What I don’t understand is that my memory keeps going up with this for inputs in self.data: loop.

    def dataloader_hv_product(self, v):
        device = self.device
        num_data = 0  # count the number of datum points in the dataloader

        THv = [torch.zeros(p.size()).to(device) for p in self.params
              ]  # accumulate result
        for inputs in self.data:
            self.model.zero_grad()
            tmp_num_data = len(inputs)#.size(0)
            outputs = self.model(inputs.to(device), training=True, compute_force=True)
            #print_cudamem("After forward pass")
            loss = self.criterion(pred=outputs, ref=inputs.to(device))
            loss.backward(create_graph=True)
            params, gradsH = get_params_grad(self.model)
            Hv = torch.autograd.grad(gradsH,
                                     params,
                                     grad_outputs=v,
                                     only_inputs=True,
                                     retain_graph=False)
            THv = [
                THv1 + Hv1 * float(tmp_num_data) + 0.
                for THv1, Hv1 in zip(THv, Hv)
            ]
            num_data += float(tmp_num_data)

            # 🚀 Delete unused tensors and clear memory
            print_cudamem("Before clean up")
            self.model.zero_grad(set_to_none=True)
            for p in params:
                p.grad = None
            for g in gradsH:
                g.grad = None
            for vi in v:
                vi.grad = None
            for tensor in [gradsH, Hv, params, loss, outputs, inputs]:
                if isinstance(tensor, list):
                    for t in tensor:
                        del t
                del tensor
            gc.collect()
            torch.cuda.empty_cache()
            print_cudamem("After batch cleanup")

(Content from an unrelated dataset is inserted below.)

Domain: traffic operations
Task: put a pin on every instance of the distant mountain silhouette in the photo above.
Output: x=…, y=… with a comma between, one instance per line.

There is also an Running {i} th iteration loop outside calling this dataloader_hv_product:

Before clean up: Allocated: 1.844 GB, Max allocated: 4.380 GB, Cached: 4.857 GB
After batch cleanup: Allocated: 1.843 GB, Max allocated: 4.380 GB, Cached: 2.336 GB
Before clean up: Allocated: 2.659 GB, Max allocated: 5.269 GB, Cached: 5.664 GB
After batch cleanup: Allocated: 2.658 GB, Max allocated: 5.269 GB, Cached: 3.387 GB
Running 1 th iteration
Before clean up: Allocated: 3.441 GB, Max allocated: 5.974 GB, Cached: 6.451 GB
After batch cleanup: Allocated: 3.440 GB, Max allocated: 5.974 GB, Cached: 4.461 GB
Before clean up: Allocated: 4.252 GB, Max allocated: 6.864 GB, Cached: 7.351 GB
After batch cleanup: Allocated: 4.251 GB, Max allocated: 6.864 GB, Cached: 5.400 GB
Running 2 th iteration
Before clean up: Allocated: 5.032 GB, Max allocated: 7.567 GB, Cached: 8.043 GB
After batch cleanup: Allocated: 5.032 GB, Max allocated: 7.567 GB, Cached: 6.203 GB
Before clean up: Allocated: 5.844 GB, Max allocated: 8.457 GB, Cached: 8.944 GB
After batch cleanup: Allocated: 5.844 GB, Max allocated: 8.457 GB, Cached: 7.051 GB
Running 3 th iteration
Before clean up: Allocated: 6.624 GB, Max allocated: 9.160 GB, Cached: 9.649 GB
After batch cleanup: Allocated: 6.623 GB, Max allocated: 9.160 GB, Cached: 7.829 GB
Before clean up: Allocated: 7.436 GB, Max allocated: 10.049 GB, Cached: 10.540 GB
After batch cleanup: Allocated: 7.436 GB, Max allocated: 10.049 GB, Cached: 8.703 GB
Running 4 th iteration
Before clean up: Allocated: 8.217 GB, Max allocated: 10.748 GB, Cached: 11.232 GB
After batch cleanup: Allocated: 8.216 GB, Max allocated: 10.748 GB, Cached: 9.357 GB
Before clean up: Allocated: 9.031 GB, Max allocated: 11.647 GB, Cached: 12.138 GB
After batch cleanup: Allocated: 9.030 GB, Max allocated: 11.647 GB, Cached: 10.347 GB

I added some manual gc and cache clean up but it doesn’t help much. Would be helpful is someone points out clear issue of my code.